BNPB Sebut 479 Rumah Rusak di Banten dan Jabar Akibat Gempa Bumi
Sutopo menegaskan, konstruksi bangunan tahan gempa adalah kebutuhan yang mutlak di wilayah Indonesia khusus di Sumatera, Jawa, Bali, dll.
Penulis: Srihandriatmo Malau
Editor: Malvyandie Haryadi
Laporan Wartawan Tribunnews.com, Srihandriatmo Malau
TRIBUNNEWS.COM, JAKARTA - Sebanyak 479 rumah rusak di wilayah Banten dan Jawa Barat sebagai dampak gempa 6,1 SR terjadi di laut pada jarak 43 km arah selatan Kota Muarabinuangeun, Kabupaten Cilangkahan, Propinsi Banten pada kedalaman 61 km, Selasa (23/1/2018).
"Sebagian besar kerusakan rumah dan bangunan akibat minimnya konstruksi menahan gempa," ujar
Kepala Pusat Data Informasi dan Humas BNPB, Sutopo Purwo Nugroho dalam keterangannya kepada Tribunnews.com, Selasa (23/1/2018).
Sutopo menegaskan, konstruksi bangunan tahan gempa adalah kebutuhan yang mutlak di wilayah Indonesia khusus di Sumatera, Jawa, Bali, Nusa Tenggara, Sulawesi, Maluku dan Papua.
Namun kenyataannya masih sangat minim rumah dan bangunan yang dibangun secara khusus mampu menahan gempa.
Akibatnya setiap terjadi gempa dengan kekuatan cukup besar kerusakan bangunan banyak, bahkan menimbulkan korban jiwa.
Sebagai misal, kata dia, dampak gempa 6,9 SR pada 15 Desember 2017 lalu menyebabkan 4 orang tewas, 36 orang luka, 8.860 rumah rusak (1.160 rusak berat, 1.950 rusak sedang, 5.750 rusak ringan), 99 sekolah rusak, 67 tempat ibadah dan lainnya.
Kerugian dan kerusakan akibat gempa mencapai Rp 250,76 miliar, dimana Ro 228,62 miliar adalah kerusakan dan kerugian di sektor permukiman. Untuk memulihkan memerlukan Rp 152,5 miliar.
"Korban jiwa bukan karena gempanya tapi karena bangunanya," jelasnya.
Bangunan yang tidak kuat lalu roboh dan menimpa penghuninya. Gempa adalah keniscayaan. Dalam setahun rata-rata kejadian gempa di Indonesia mencapai 6.000 kali gempa.
Begitu juga gempa di selatan Jawa yang merupakan zona sepi gempa besar. Zona selatan Jawa khususnya dari segmen Pangandaran hingga Pacitan dan Banyuwangi adalah zona seismic gap.

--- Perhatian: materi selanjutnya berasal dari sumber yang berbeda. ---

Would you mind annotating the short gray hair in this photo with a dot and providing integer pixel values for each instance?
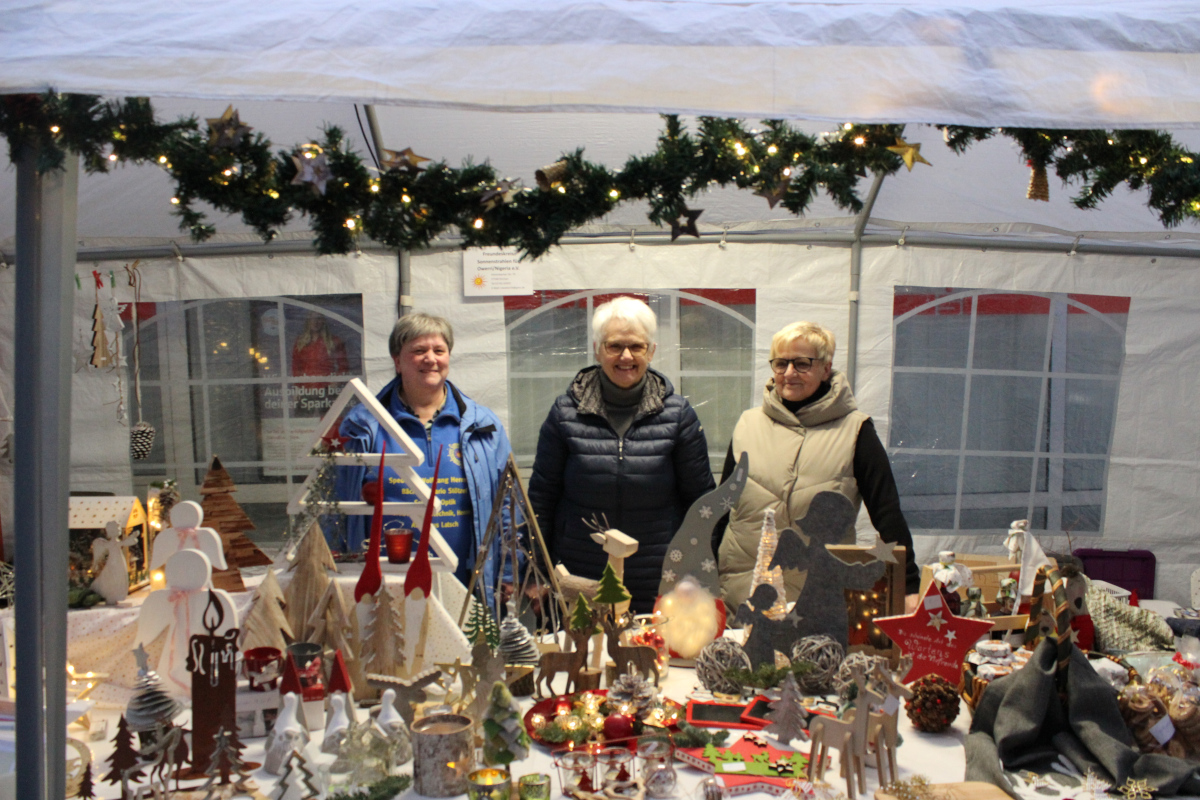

Lempeng Indo Australia dan Eurasia di selatan Jawa ini aktif bergerak rata-rata dengan kecepatan 6,6 cm per tahun. Ratusan tahun tanpa gempa besar sehingga energinya terkunci. Artinya ada potensi yang besar.
Gempa tidak dapat diprediksi secara pasti. Iptek belum mampu memprediksi secara pasti kapan, dimana dan berapa besar gempa akan terjadi.
Oleh karena itu jika menerima informasi akan terjadi gempa bahkan dengan spesifik mengatakan besar, waktu dan lokasi itu adalah Hoax. Jadi jangan ikut-ikutan menyebarkan di medsos.